首相官邸HPより
「保育園落ちた日本死ね!!!」のブログを発端に、国会でも連日論戦となっている待機児童問題。2月29日には衆院予算委で「匿名である以上、実際起こっているか確認しようがない」とにべなくあしらった安倍首相に対して、国会前で待機児童問題の解決を訴える人々が抗議活動を行うなど、政権に大きな批判が巻き起こっている。
3月14日の参議院予算委でも俎上に上がると、安倍首相は「保育士の社会的評価」についてこのように述べた。新党改革・荒井広幸議員への答弁。
「菅官房長官の下で、時代の変化に対応した栄典の授与に関する有識者懇談会を開催しており、叙勲において、保育士や介護職員を積極的に評価していくことについても検討していきたい」(NHKニュースより)

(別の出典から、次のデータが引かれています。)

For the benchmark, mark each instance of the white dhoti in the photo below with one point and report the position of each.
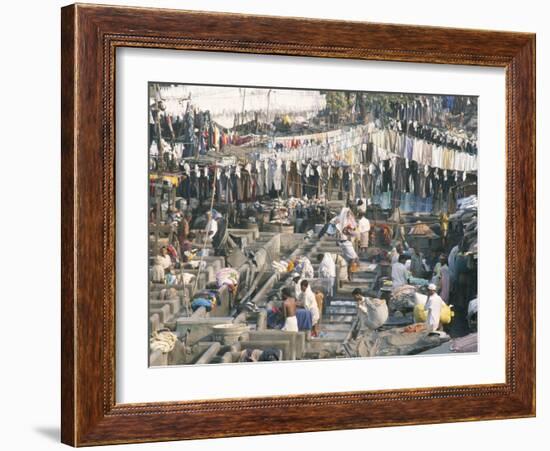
(291, 324)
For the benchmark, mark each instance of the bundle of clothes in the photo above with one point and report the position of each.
(228, 277)
(205, 298)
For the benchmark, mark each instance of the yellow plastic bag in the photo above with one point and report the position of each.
(421, 316)
(446, 314)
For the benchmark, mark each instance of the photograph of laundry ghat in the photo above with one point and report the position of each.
(295, 224)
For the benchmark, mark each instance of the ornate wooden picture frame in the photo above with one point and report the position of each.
(90, 37)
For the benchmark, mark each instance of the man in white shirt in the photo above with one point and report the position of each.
(211, 226)
(433, 307)
(396, 252)
(372, 313)
(308, 301)
(364, 228)
(327, 271)
(164, 259)
(399, 273)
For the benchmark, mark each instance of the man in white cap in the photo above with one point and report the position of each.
(433, 307)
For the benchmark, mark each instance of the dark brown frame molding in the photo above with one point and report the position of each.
(90, 36)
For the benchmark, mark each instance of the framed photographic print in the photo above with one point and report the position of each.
(278, 225)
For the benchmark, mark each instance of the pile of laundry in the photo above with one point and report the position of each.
(282, 266)
(421, 229)
(467, 215)
(404, 298)
(205, 298)
(163, 341)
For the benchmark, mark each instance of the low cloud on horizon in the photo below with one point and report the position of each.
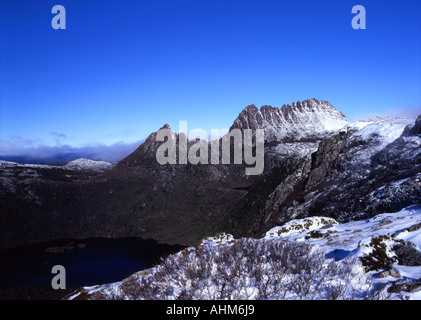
(20, 150)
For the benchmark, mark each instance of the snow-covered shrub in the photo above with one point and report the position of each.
(250, 269)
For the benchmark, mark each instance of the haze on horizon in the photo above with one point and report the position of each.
(118, 73)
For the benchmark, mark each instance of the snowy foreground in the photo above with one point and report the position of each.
(311, 258)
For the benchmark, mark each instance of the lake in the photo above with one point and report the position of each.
(87, 262)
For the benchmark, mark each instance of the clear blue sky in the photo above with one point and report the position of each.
(123, 68)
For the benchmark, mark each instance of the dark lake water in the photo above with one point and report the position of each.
(87, 262)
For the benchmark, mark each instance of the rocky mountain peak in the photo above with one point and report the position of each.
(296, 121)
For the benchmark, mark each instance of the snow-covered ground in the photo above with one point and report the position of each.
(334, 268)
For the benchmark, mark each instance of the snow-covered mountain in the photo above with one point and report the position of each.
(366, 168)
(302, 120)
(311, 258)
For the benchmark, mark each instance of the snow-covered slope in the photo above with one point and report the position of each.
(89, 165)
(376, 258)
(302, 120)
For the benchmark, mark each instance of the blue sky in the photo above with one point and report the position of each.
(122, 69)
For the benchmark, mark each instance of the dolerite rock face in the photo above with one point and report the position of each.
(302, 120)
(316, 164)
(369, 167)
(416, 129)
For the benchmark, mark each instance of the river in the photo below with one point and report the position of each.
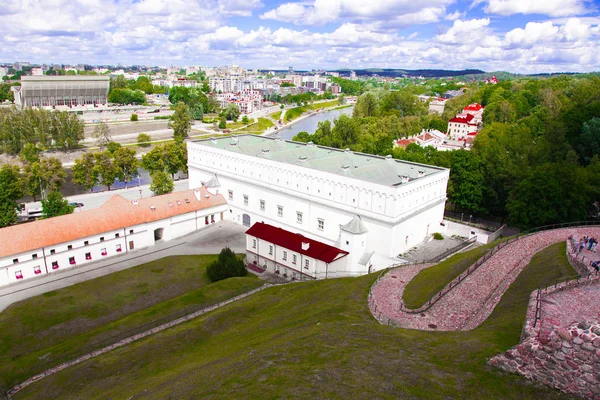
(311, 123)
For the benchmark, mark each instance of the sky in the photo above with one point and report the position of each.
(521, 36)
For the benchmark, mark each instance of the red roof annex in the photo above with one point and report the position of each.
(293, 242)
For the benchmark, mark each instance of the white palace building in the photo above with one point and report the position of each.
(371, 207)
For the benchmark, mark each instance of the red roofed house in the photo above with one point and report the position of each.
(461, 125)
(476, 110)
(297, 257)
(119, 226)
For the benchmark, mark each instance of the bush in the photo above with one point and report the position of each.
(227, 266)
(144, 140)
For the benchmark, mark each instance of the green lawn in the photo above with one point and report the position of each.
(46, 330)
(431, 280)
(313, 340)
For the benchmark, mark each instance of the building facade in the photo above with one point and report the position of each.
(119, 226)
(294, 256)
(70, 91)
(315, 191)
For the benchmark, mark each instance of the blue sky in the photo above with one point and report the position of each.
(523, 36)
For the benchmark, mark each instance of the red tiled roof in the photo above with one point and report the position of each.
(293, 242)
(463, 120)
(473, 107)
(116, 213)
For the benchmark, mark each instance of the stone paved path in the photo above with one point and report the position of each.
(471, 302)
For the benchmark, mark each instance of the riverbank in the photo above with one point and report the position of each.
(303, 117)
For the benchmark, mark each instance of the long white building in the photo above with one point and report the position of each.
(119, 226)
(319, 191)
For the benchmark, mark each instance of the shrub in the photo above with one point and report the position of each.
(144, 140)
(228, 265)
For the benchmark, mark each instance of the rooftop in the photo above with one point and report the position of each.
(296, 242)
(366, 167)
(116, 213)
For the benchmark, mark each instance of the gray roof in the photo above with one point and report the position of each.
(213, 182)
(371, 168)
(355, 226)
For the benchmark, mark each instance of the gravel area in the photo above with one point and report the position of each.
(472, 301)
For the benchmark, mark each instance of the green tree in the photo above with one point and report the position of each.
(85, 172)
(181, 122)
(105, 168)
(161, 183)
(43, 176)
(102, 135)
(228, 265)
(11, 189)
(54, 205)
(144, 140)
(231, 112)
(126, 164)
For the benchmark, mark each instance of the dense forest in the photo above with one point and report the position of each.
(535, 162)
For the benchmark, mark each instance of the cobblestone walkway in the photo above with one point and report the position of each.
(467, 305)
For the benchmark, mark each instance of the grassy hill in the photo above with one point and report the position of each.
(55, 327)
(314, 340)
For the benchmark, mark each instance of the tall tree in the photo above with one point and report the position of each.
(105, 168)
(181, 122)
(11, 189)
(54, 205)
(126, 164)
(102, 135)
(43, 176)
(85, 172)
(161, 183)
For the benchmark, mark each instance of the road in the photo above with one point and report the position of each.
(95, 200)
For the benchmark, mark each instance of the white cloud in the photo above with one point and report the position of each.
(241, 8)
(554, 8)
(321, 12)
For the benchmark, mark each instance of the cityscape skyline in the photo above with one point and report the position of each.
(517, 36)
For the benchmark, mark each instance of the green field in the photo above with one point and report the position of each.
(46, 330)
(314, 340)
(430, 281)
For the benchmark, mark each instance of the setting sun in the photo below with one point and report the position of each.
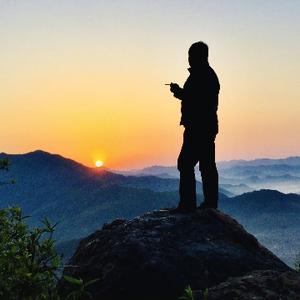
(99, 163)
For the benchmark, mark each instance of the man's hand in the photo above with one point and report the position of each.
(176, 90)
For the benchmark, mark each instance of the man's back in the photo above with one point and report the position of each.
(200, 100)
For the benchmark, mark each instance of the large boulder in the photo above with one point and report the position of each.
(157, 255)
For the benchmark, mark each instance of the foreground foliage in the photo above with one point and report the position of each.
(28, 259)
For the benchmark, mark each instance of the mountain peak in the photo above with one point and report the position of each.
(156, 255)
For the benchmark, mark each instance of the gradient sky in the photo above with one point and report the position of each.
(85, 79)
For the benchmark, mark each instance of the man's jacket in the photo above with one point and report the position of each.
(199, 103)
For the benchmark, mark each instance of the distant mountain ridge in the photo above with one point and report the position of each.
(80, 198)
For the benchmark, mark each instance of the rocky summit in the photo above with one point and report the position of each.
(157, 255)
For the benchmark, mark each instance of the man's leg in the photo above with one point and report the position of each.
(186, 164)
(209, 173)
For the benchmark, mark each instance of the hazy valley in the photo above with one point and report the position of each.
(81, 199)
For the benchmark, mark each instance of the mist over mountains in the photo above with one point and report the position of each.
(81, 199)
(241, 176)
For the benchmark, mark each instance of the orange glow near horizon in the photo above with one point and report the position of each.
(86, 79)
(99, 164)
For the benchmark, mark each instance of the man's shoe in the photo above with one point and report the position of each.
(205, 205)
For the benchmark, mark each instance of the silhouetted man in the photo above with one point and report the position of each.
(199, 104)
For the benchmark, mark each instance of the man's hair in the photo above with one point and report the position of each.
(199, 49)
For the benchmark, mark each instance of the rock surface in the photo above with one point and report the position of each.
(258, 285)
(157, 255)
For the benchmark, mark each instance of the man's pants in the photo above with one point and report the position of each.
(197, 147)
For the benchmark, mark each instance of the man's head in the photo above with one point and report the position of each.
(198, 53)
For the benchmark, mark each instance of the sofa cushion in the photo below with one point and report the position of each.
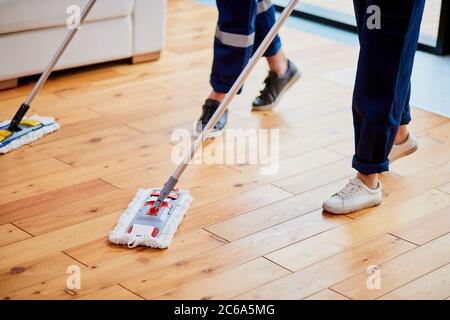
(25, 15)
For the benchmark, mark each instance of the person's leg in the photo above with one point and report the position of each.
(233, 47)
(382, 88)
(404, 142)
(283, 73)
(233, 43)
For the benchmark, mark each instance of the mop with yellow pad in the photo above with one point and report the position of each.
(21, 130)
(152, 218)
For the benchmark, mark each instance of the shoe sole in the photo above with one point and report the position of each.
(406, 153)
(350, 210)
(269, 107)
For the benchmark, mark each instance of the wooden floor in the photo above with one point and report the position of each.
(246, 235)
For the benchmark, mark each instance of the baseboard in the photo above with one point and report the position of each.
(8, 84)
(146, 57)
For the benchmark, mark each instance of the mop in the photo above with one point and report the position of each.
(153, 216)
(23, 130)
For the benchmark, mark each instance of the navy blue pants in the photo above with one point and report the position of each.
(382, 86)
(242, 26)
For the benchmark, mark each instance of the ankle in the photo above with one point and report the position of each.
(278, 63)
(371, 180)
(402, 135)
(218, 96)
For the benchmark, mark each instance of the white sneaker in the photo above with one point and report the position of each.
(354, 197)
(403, 149)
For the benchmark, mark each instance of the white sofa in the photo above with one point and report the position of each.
(32, 30)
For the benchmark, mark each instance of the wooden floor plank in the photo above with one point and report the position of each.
(318, 177)
(127, 264)
(232, 254)
(324, 274)
(380, 221)
(326, 294)
(59, 240)
(61, 195)
(432, 286)
(425, 229)
(202, 216)
(10, 233)
(42, 202)
(268, 216)
(114, 292)
(20, 277)
(401, 270)
(226, 285)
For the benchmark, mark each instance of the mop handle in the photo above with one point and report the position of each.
(58, 54)
(236, 87)
(23, 109)
(173, 179)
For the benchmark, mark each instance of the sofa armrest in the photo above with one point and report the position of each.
(149, 24)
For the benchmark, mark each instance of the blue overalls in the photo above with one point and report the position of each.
(242, 26)
(382, 85)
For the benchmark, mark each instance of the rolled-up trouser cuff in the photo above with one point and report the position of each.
(369, 168)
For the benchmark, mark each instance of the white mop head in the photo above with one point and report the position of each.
(49, 126)
(121, 234)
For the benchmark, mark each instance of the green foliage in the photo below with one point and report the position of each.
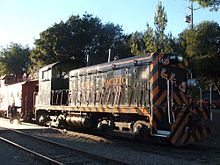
(160, 22)
(150, 40)
(154, 40)
(137, 44)
(14, 59)
(213, 5)
(201, 46)
(76, 38)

ようするに安倍首相は、待機児童問題の背景にある保育士などの“待遇改善”の一環として、勲章などの栄典を授与することを検討しているというのだ。この安倍首相の答弁にはたちまちネット上でこんな声が巻き起こった。
「叙勲てなによ。それで食ってけるの?」
「給料上げろって言ってんのになんで勲章なんだよ。頭おかしいだろ」
「勲章やるから、保育に介護にがんばれってか。いらねぇ」
「発想が完全にやりがい搾取のブラック企業だな」
「叙勲のニュースを知って今の職場をとっとと退職しようと決意しました」
また、病児保育などに関するNPO法人フローレンス代表理事・駒崎弘樹氏も自身のツイッターで〈僕は、給与も8〜10万円上げて、「叙勲も」してくれるんだったら、それは良いと思います。「叙勲だけ」とか「月4000円アップで叙勲」とかはダメですよ、という話〉と苦言を呈すなど、専門家や実際に保育に携わる人々からも安倍答弁へのダメ出しが噴出している。
こうした反応は至極当然だろう。各報道によれば、保育士の月給は平均約22万円。全職種の平均よりも約11万円も低い。政府は11日に待機児童解消のためとして、保育士の給与の2パーセント引き上げの検討を始めたというが、その上昇率で計算しても、たったの月4400円増である。どう考えても十分でなく、もし安倍政権が保育士の低賃金の目くらましとして「叙勲」を考えているのであれば、国民をバカにしているにもほどがある。